A elevação da inflação não foi um fenômeno restrito ao Brasil e tampouco deve-se ao desequilíbrio fiscal, mas sim resultado de eventos que geraram um enorme choque de oferta a nível mundial (pandemia de Covid-19 e Guerra da Ucrânia). A inflação acumulada em 12 meses na União Europeia em outubro de 2022 se encontra em 11,3%, quase o dobro do valor observado no Brasil.

Os referidos economistas sustentam que o problema da falta de recursos para área social e investimento público não são decorrência do teto, mas da falta de prioridade do governo. Contudo, o teto é um elemento que impõe um esmagamento a longo prazo sobre o orçamento dedicado a essas áreas, pois ao congelar em termos reais por um período de 20 anos os gastos primários, o crescimento vegetativo dos gastos com Previdência Social de 3% ao ano faz com que os demais itens do Orçamento sejam comprimidos.

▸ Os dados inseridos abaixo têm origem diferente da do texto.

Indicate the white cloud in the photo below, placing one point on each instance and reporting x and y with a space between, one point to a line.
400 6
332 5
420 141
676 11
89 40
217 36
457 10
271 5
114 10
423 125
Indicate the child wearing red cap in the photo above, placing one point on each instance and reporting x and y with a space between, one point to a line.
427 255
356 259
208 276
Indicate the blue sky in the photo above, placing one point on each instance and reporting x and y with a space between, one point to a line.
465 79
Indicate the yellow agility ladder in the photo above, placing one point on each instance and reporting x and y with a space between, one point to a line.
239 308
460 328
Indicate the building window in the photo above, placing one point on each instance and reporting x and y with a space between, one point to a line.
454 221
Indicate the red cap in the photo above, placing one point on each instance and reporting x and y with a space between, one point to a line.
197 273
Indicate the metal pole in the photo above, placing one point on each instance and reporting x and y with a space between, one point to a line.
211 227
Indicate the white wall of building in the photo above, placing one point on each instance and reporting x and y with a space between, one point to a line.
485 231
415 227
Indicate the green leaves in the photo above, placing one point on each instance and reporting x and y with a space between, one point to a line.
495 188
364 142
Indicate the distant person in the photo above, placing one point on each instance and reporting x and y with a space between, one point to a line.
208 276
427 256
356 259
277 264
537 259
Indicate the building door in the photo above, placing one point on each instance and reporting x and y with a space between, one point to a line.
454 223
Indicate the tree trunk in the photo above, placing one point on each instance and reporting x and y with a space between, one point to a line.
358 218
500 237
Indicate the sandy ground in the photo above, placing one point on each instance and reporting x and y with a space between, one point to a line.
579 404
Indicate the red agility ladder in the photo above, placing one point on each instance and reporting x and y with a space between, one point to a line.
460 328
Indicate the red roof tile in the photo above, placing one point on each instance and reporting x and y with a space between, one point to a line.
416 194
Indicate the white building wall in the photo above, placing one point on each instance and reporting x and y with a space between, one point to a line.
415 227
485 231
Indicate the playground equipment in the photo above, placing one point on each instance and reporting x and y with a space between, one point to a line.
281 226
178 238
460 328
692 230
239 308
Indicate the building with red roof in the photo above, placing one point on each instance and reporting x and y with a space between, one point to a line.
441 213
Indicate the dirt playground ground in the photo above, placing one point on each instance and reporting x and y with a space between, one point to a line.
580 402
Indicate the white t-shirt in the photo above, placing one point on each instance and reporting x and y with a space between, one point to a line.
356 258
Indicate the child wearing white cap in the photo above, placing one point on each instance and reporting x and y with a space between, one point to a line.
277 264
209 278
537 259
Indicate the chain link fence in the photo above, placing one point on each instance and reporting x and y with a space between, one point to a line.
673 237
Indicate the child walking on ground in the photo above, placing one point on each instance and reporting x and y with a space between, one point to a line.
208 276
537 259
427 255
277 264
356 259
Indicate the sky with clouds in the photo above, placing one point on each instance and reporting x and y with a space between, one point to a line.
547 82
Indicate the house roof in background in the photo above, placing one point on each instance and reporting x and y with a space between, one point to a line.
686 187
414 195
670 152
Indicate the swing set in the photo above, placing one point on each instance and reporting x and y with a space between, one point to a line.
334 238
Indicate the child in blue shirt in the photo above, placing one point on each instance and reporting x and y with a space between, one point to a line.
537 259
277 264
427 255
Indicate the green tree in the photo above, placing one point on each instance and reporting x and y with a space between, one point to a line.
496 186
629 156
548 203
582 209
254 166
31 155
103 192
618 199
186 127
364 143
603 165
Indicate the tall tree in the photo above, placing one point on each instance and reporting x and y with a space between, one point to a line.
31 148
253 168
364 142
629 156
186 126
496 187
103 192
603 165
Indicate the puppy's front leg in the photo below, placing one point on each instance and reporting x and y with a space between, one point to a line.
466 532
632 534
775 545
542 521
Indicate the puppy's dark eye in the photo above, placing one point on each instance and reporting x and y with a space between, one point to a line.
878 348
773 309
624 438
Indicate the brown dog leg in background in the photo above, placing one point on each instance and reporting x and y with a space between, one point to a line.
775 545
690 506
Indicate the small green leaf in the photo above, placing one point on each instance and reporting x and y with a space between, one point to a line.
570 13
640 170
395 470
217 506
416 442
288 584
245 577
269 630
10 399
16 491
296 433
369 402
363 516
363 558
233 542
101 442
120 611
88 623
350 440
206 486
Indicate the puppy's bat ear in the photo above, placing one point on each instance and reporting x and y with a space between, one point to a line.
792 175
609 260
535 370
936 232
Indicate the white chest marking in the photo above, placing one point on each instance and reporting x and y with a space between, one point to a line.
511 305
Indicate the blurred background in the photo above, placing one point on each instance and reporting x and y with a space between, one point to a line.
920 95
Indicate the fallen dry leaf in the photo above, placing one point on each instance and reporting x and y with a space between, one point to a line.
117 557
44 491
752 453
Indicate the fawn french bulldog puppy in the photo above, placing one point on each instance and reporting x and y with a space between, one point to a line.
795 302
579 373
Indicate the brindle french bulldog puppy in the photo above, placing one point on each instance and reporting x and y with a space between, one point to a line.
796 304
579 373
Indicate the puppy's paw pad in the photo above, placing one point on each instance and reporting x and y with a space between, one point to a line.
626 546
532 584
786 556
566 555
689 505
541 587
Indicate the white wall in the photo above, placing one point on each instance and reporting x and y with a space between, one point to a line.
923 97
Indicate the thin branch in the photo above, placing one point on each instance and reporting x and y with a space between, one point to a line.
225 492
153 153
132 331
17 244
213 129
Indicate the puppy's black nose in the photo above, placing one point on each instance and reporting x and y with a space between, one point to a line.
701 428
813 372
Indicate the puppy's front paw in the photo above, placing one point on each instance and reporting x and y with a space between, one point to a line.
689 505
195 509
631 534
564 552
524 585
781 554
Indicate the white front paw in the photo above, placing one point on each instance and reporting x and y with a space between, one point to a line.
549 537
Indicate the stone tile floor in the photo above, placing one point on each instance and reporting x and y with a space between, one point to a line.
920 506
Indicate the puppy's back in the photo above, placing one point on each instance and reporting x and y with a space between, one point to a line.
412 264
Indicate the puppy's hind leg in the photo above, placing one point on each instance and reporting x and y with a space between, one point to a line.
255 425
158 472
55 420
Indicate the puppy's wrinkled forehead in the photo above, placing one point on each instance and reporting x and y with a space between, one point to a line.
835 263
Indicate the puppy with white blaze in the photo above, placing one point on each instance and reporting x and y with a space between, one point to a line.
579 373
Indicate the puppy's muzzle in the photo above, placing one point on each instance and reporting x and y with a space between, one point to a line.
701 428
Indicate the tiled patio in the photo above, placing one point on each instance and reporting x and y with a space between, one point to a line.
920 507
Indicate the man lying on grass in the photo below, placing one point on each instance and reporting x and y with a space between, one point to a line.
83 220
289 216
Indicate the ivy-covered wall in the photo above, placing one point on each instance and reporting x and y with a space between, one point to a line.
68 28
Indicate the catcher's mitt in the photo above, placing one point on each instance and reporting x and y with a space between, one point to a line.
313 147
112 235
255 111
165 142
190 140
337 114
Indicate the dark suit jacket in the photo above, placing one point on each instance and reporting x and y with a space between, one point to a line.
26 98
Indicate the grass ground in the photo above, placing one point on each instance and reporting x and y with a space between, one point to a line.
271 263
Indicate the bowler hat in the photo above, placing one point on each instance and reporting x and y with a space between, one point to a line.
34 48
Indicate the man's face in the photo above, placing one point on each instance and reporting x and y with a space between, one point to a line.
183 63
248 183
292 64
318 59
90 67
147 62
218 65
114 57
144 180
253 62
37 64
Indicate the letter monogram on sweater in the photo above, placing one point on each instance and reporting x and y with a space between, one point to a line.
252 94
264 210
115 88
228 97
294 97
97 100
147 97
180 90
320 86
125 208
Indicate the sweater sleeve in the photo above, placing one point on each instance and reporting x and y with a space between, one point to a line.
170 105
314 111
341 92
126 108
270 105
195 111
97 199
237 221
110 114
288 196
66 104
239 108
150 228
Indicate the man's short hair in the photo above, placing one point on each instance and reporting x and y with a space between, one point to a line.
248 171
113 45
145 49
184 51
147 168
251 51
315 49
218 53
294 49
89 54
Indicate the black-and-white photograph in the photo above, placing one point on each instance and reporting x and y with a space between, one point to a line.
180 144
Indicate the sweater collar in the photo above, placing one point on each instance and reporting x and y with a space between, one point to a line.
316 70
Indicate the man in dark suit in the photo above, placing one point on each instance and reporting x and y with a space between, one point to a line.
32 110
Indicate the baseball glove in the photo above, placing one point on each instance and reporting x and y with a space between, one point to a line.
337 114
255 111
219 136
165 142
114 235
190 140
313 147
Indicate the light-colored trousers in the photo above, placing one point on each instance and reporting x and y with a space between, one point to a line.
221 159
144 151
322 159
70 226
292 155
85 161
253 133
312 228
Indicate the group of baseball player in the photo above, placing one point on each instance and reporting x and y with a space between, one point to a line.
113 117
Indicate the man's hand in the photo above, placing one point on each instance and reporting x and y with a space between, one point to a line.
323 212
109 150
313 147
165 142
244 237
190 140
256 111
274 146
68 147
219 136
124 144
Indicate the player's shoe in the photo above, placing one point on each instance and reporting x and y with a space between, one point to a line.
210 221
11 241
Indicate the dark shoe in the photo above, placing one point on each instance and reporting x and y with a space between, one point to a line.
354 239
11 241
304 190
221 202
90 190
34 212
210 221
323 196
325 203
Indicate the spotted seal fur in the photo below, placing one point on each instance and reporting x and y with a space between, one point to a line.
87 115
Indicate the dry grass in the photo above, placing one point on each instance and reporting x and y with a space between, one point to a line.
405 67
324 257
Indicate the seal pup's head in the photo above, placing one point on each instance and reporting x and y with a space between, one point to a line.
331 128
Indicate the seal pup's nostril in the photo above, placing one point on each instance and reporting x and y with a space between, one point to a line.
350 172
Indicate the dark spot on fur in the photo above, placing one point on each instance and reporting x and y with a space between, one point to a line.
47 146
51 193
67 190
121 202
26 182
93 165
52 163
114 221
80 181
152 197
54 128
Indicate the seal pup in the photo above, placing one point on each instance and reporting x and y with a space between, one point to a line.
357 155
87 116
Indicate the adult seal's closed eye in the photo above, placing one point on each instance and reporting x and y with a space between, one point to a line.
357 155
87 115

Durante o governo Bolsonaro, além da redução do investimento público e dos recursos nas áreas de saúde e educação, os salários dos servidores foram reduzidos de uma média de 4,4% do PIB dos governos FHC, Lula, Dilma e Temer para menos de 3% do PIB em 2022. Esse ajuste chegou ao seu limite, não sendo mais sustentável mantê-los comprimidos, tornando o teto inviável.

Concluindo, entendemos ser legítimo e viável abrir espaço no Orçamento para viabilizar gastos públicos para enfrentamento da crise social e econômica, que deverá ser combinado, quando empossado, com adoção de uma nova regra fiscal que combine flexibilidade orçamentária com sustentabilidade da dívida pública".